I don’t know why but I was sitting alone at one end of a long table, away from my usual group, tray in front of me, with my lunch and milk spread out on my tray when Richie appeared directly opposite me. I remember him as a small guy, my size, he had dark hair and eyes and fairly dark skin as well. He had a brother I knew too. He was a hard kid, in one of those classes like 9-11 or higher for the kids no one seemed to care about and my peers pretty much feared.

Richie slipped into the seat on the other side of the table, took my milk, swigged it down and said something like “Did you hear about the stabbing in the school yard? I did it.”

Like other tough kids in the school, Richie had befriended me. I don’t know if I was scared or stupid or very clever but I accepted those relationships.

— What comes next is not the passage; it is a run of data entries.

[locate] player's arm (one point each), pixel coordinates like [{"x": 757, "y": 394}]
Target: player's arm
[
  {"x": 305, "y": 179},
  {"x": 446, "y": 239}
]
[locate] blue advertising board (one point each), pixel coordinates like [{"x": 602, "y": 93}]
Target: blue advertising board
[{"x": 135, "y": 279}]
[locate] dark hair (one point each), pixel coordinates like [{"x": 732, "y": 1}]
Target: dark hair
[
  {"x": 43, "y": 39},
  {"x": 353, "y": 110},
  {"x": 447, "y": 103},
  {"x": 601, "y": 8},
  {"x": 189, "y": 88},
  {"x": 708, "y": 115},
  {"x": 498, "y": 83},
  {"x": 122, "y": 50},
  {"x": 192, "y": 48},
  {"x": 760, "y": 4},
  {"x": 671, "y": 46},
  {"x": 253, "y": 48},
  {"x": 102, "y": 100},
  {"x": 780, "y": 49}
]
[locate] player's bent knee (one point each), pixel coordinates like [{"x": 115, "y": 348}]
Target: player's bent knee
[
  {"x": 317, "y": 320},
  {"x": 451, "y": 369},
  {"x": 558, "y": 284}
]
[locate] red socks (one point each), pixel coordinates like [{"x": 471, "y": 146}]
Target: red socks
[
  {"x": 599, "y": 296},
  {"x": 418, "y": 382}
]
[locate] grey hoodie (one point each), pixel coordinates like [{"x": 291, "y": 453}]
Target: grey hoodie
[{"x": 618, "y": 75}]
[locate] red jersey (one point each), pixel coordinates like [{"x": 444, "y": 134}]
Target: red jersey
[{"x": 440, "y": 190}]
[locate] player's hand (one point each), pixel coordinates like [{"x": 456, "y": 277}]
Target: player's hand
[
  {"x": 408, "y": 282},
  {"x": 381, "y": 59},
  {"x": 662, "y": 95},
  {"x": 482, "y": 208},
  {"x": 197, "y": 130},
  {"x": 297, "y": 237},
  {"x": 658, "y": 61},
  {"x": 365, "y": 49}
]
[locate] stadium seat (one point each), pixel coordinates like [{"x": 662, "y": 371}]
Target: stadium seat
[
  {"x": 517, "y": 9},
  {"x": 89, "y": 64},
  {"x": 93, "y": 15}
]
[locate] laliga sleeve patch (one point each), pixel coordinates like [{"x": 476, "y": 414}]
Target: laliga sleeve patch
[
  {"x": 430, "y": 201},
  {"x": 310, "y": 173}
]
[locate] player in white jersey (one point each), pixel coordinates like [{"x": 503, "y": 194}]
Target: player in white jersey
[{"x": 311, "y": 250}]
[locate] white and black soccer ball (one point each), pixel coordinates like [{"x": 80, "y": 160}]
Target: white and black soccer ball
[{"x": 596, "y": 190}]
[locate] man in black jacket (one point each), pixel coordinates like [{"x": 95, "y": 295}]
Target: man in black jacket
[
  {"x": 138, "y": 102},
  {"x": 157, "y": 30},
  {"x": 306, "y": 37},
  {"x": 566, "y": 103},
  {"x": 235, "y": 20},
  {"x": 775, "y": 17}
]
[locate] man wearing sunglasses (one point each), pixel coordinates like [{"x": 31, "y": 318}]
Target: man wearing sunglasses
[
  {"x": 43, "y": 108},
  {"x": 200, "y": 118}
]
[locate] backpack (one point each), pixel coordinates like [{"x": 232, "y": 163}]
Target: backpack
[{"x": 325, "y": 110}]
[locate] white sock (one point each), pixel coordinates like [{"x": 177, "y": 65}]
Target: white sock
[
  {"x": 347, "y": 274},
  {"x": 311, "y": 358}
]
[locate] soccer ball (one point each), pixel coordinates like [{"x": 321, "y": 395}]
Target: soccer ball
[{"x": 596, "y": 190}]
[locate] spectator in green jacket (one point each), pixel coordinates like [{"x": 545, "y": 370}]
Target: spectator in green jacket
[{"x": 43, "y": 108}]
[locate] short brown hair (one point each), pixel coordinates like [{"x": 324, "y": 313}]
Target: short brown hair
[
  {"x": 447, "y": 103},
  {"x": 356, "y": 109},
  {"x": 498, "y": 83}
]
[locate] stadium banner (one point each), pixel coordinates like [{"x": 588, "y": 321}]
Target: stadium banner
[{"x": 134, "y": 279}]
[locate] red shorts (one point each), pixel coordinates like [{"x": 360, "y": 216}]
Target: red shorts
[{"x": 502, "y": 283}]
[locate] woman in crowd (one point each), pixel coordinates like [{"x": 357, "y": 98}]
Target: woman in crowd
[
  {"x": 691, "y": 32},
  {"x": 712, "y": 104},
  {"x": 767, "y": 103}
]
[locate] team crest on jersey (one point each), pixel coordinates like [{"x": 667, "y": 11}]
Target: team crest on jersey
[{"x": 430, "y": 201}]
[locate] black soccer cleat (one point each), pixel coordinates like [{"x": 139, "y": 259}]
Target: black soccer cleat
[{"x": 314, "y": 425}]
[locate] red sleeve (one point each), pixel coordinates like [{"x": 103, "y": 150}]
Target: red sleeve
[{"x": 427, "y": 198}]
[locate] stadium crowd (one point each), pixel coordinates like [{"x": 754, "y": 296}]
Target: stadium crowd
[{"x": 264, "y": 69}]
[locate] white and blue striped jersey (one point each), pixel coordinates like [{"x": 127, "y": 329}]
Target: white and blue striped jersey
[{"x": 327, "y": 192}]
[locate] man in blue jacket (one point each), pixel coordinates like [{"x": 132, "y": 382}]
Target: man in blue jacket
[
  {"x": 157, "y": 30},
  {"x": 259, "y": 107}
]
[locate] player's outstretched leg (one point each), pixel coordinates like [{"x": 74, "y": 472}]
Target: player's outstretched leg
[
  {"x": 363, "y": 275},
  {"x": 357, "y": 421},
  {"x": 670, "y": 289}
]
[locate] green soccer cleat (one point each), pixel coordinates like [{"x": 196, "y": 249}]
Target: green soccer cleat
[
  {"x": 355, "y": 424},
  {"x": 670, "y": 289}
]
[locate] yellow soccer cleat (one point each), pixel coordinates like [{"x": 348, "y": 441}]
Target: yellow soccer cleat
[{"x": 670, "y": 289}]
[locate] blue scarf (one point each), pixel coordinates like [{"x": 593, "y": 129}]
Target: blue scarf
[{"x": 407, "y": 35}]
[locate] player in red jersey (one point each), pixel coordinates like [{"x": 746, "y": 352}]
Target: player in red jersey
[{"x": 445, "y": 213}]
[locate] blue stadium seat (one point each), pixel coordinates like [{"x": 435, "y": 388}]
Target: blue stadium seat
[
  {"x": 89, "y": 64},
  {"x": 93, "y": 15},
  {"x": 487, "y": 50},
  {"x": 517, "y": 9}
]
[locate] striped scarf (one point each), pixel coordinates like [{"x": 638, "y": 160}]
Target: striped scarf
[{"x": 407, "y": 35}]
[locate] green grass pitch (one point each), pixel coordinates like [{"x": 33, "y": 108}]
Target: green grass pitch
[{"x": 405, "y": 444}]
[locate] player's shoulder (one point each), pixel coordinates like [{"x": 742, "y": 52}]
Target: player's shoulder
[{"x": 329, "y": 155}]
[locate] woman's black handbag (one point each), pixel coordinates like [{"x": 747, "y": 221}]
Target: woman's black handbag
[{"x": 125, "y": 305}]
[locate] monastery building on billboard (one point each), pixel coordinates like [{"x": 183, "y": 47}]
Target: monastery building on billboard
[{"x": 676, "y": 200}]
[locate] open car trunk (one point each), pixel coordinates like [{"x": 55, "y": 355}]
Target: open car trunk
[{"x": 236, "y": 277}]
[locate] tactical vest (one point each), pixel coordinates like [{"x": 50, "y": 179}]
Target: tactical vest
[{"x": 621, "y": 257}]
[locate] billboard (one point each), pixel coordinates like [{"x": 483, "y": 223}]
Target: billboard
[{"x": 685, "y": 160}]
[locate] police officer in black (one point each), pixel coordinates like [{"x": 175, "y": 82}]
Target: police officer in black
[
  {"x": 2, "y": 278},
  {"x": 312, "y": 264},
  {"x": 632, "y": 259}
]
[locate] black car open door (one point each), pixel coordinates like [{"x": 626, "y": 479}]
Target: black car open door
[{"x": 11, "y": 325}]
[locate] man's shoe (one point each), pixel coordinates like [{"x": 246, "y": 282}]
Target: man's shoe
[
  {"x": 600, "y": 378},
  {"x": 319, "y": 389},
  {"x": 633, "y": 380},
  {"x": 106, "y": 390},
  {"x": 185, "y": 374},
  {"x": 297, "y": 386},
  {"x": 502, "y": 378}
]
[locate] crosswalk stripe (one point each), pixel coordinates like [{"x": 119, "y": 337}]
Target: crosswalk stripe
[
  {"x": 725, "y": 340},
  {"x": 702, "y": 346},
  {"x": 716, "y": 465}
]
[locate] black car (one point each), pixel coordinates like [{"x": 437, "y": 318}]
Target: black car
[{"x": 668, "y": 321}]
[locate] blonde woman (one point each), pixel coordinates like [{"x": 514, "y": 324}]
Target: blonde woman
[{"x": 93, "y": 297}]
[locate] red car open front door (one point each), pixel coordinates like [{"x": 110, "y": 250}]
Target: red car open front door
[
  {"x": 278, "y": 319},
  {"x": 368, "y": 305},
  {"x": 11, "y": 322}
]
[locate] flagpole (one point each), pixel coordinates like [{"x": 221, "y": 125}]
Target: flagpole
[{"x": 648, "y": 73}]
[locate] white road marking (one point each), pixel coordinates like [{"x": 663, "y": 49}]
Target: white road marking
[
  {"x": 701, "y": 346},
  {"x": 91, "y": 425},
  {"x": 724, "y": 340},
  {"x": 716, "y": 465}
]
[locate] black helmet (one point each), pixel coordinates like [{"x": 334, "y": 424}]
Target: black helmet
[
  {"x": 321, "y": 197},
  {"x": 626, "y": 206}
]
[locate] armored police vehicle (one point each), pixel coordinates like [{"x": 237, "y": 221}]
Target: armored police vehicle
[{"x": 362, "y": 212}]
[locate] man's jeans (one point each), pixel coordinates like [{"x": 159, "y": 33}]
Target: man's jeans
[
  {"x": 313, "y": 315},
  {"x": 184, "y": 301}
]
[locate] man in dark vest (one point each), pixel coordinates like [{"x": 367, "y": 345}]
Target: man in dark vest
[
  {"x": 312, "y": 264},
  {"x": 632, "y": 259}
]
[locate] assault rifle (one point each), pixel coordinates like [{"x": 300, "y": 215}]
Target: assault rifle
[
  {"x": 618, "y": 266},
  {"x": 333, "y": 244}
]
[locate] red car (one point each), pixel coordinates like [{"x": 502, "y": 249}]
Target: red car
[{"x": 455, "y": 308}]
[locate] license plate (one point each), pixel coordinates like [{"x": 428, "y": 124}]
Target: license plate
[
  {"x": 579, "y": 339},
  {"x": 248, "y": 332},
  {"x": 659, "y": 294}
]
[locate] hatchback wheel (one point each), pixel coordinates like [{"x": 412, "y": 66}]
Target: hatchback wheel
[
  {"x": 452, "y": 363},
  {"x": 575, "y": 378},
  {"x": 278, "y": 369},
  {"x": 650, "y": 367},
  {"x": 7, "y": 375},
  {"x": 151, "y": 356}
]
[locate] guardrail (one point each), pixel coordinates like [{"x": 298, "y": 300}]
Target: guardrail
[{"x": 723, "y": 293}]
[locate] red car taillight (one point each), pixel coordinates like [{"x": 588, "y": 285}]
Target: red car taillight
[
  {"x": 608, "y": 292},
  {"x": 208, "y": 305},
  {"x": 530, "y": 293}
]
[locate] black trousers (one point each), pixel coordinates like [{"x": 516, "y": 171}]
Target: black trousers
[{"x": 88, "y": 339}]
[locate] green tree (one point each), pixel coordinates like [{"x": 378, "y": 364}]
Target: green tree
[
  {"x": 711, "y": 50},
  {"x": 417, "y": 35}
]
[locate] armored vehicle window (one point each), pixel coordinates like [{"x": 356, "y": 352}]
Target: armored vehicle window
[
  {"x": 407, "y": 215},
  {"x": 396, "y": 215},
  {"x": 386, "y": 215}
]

There was the captain of the marshal squad who declared another day that spring “senior day”. Any student, not a senior, wearing the school colors that morning (blue and white) was charged at by a posse that must have numbered at least a dozen. As I came through the gate on 77th street (pictured below as it is today) they came running straight for me. I was wearing a white shirt. They were yelling something that made the situation clear and I started shouting, “I’m a senior, I’m a senior”. That ended the assault I had been imagining before it began.


It was a tough school and we did some interesting things that probably weren’t funny to the victim at the time, but we thought they were.

One of the gym teachers, no name, no image, not terribly popular, drove a VW bug. He found it in the gym on the top floor one day. I recall getting a hand on a running board as it was lifted.

8 thoughts on “Richie

  1. Wish I had your memory. I was there with you, but only for a year, ’61-’62. My folks pulled me out due to the violence you touched on. But in fact, I don’t remember a thing about my year there. Not one teacher, not one student other than those we grew up with through PS9. I have no photos, no records, no papers. Guess it’s all blocked out, and probably for the best. That said, keep the memories coming, Kenny.

    Liked by 1 person

  2. You must have done fewer drugs in future years to remember this stuff :))
    Joel Kweskin is someone I DO remember clowning around with in the cafeteria, Anyone heard form him???
    (fond memory also of Mr. Shulman the math teacher totally losing his cool & screaming in the corridor I AM NOT A TEACHER, I AM A ZOO KEEPER)

    Keep it coming Kenny…
    eric w


  3. So, what happened with Richie? Was he the stabber? Did he pay you for the milk? Did he eat your dessert? Did you report him? Loved this story.


  4. Hi Kenny, I’m Kenny Cohen sister (formerly of apt. 6F). How about some baseball-card-flipping stories?!